Here's a fun exercise - Ask a doc when was the last time he bought lunch for himself. I'll put a couple of quick numbers in context (emphasis mine):
Currently, there are approximately 100,000 pharmaceutical sales reps in the United States pursuing some 830,000 pharmaceutical prescribers. A pharmaceutical representative will often try to see a given physician every few weeks. Representatives often have a call list of about 200 physicians with 120 targets that should be visited in 1-2 week cycles.

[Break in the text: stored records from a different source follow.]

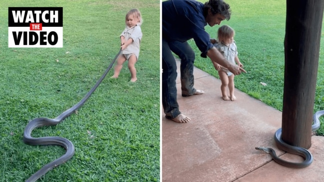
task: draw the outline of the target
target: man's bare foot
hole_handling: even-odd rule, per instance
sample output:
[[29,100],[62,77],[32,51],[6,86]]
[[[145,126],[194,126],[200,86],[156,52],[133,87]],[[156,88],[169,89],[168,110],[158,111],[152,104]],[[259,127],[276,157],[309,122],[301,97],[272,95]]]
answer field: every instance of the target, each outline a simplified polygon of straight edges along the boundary
[[196,92],[194,94],[195,95],[201,95],[205,93],[205,91],[202,90],[196,90]]
[[175,122],[179,123],[186,123],[190,121],[190,118],[187,117],[182,114],[179,114],[174,118],[171,118],[170,117],[167,117],[167,118]]
[[130,79],[130,81],[132,82],[135,82],[136,80],[137,80],[137,78],[132,78]]
[[224,100],[225,101],[229,101],[230,100],[230,98],[228,97],[228,96],[227,96],[227,95],[224,96],[222,97],[222,98],[223,98],[223,100]]
[[231,100],[232,101],[236,100],[236,97],[235,97],[235,96],[234,95],[232,95],[232,96],[231,96]]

The United States has 90,000 pharmaceutical representatives or 1 for every 6.3 physicians.
Pharmaceutical company spending on marketing far exceeds that spend on research. In 2004 in Canada $1.7 billion a year was spent marketing drugs to physicians and in the United States $21 billion were spent in 2002. In 2005 money spent on pharmaceutical marketing in the US was estimated at $29.9 billion with one estimate as high as $57 billion. When the US number are broken down 56% was free samples, 25% was detailing of physicians, 12.5% was direct to consumer advertising, 4% on hospital detailing, and 2% on journal ads. In the United States approximately $20 billion could be saves if generics were used instead of equivalent brand name products.
Currently, there are approximately 100,000 pharmaceutical sales reps in the United States pursuing some 120,000 pharmaceutical prescribers. The number doubled in the four years from 1999 to 2003. Drug companies spend $5 billion annually sending representatives to physician offices. Pharmaceutical companies use the service of specialized healthcare marketing research companies to perform Marketing research among Physicians and other Healthcare professionals.
So what happens when we remove the fear of lawsuit incentive from docs? Well, we've left intact the biggest motivator that they have to continue with the junk tests and prescriptions - the free lunch, all while removing the ability of patients to receive the resources needed to cope with getting crippled - even if a jury of their peers deems that type of thing appropriate. Tort reformists would prefer Washington to make those decisions. The net effect is that you get what you see with the states that already have caps - no discernible effect on healthcare costs.